5/14/2019

As fiandeiras (Fábula), de Teófilo Braga



As fiandeiras

Era uma mãe que tinha uma filha e só pensava em casá-la bem. Foi a casa de um mercador que vendia linho, e pediu-lhe para que lhe vendesse uma pedra de linho, porque a filha fiava tudo num dia. Trouxe o linho para casa e disse à filha:

— Tens de me fiar esta pedra de linho hoje mesmo, porque amanhã vou buscar mais. Quando voltar a casa quero achar o linho todo fiado.

A pequena foi sentar-se à porta, a chorar, sem saber como obedecer à mãe. Passou uma velhinha:

— A menina o que tem, que está a chorar desse modo?

— O que hei de ter! É minha mãe que quer à força que lhe fie num dia uma pedra de linho, e eu não sei fiar.

— Deixe a menina estar que eu lhe fio tudo se me prometer que no dia do seu casamento me há de chamar três vezes tia.

A menina olhou para dentro de casa, e viu o linho remexido, e todo fiado. No dia seguinte a mãe foi à loja, gabou muito a habilidade da filha, e pediu outra pedra de linho para ela fiar. A pequena foi sentar-se à porta, a chorar, esperando que passasse a velhinha da véspera.

Passou uma outra:

— A menina o que tem, que está a chorar dessa maneira?

A pequena contou-lhe as ordens que tinha recebido da mãe.

— Pois se a menina me promete que no dia do casamento me há de chamar três vezes sua tia, o linho há de aparecer fiado.

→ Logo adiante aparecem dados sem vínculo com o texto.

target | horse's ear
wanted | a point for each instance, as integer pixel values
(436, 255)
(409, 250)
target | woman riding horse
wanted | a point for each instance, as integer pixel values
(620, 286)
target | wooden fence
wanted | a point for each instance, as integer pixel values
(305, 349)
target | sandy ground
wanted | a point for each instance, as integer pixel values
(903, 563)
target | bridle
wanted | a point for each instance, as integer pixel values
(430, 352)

A pequena prometeu que sim, e olhando para dentro de casa deu com o linho remexido e pronto.

A mãe foi buscar mais outra pedra de linho, e repetiu-se o mesmo caso; até que passou uma terceira velhinha que lhe fez tudo com a mesma promessa. O comerciante sabendo daquela habilidade quis ver a rapariga, achou-a bonita e esperta e quis casar com ela; a mãe ficou bem contente porque o noivo era muito rico. O comerciante mandou-lhe um grande presente, com muitas rocas e fusos, para que quando casasse, as suas criadas todas fiassem. No dia do casamento fez-se um grande jantar, e todos os seus amigos assistiram; quando estavam à mesa bateu à porta uma velhinha:

— Ai! é aqui que mora a noiva?

— Entre minha tia; sente-se aqui, minha tia; coma alguma coisa, minha tia.

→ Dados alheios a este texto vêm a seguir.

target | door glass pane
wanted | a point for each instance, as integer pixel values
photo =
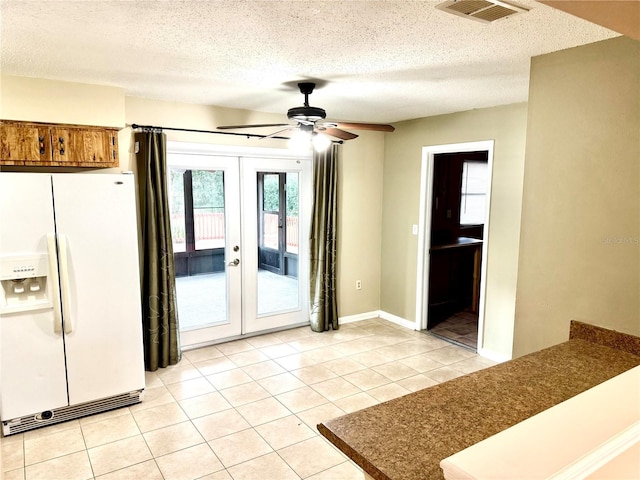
(292, 212)
(176, 206)
(201, 280)
(208, 209)
(278, 266)
(270, 211)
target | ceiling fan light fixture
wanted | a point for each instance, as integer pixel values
(300, 141)
(320, 142)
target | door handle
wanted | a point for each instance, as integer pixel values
(53, 283)
(64, 283)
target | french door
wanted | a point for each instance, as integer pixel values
(240, 231)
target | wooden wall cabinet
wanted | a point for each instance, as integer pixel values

Ficaram todos pasmados de verem uma velha tão corcovada com um nariz muito grande. Mas calaram-se. Instantes depois, bateram à porta; era outra velhinha:

— É aqui que mora a noiva que se casou hoje?

— É, minha tia; entre, minha tia; jante conosco, minha tia.

A velha sentou-se e todos ficaram pasmados do grande aleijão que ela tinha nos queixos. Mas continuaram a jantar. Bateram outra vez à porta; era outra velhinha, que fez a mesma pergunta.

— Ora entre, minha tia; cá a esperávamos, minha tia; há de jantar conosco, minha tia.

Também não causou menos pasmo esta velha toda corcovada e com as costelas embicadas para fora; mas desta vez os curiosos, principalmente o noivo, perguntaram porque tinham aquelas tias tamanhos aleijões.

Disse a primeira:

— Tenho assim o nariz, porque fiei muito, muito, e as arestas do linho puseram-me assim.

— E eu, meu sobrinho, tenho assim os queixos, por que fiei muito, e fiquei assim por tanto riçar os tomentos.

— E eu, sobrinho, fiquei com estas corcovas por estar sempre para um canto com a roca à cinta.

O marido assim que ouviu aquilo, levantou-se e foi pegar nas rocas, fusos, sarilhos, dobadouras e tudo e atirou-os para a rua, e disse que na sua casa nunca mais se havia de fiar, porque não queria que lhe acontecessem à sua mulher tais desgraças.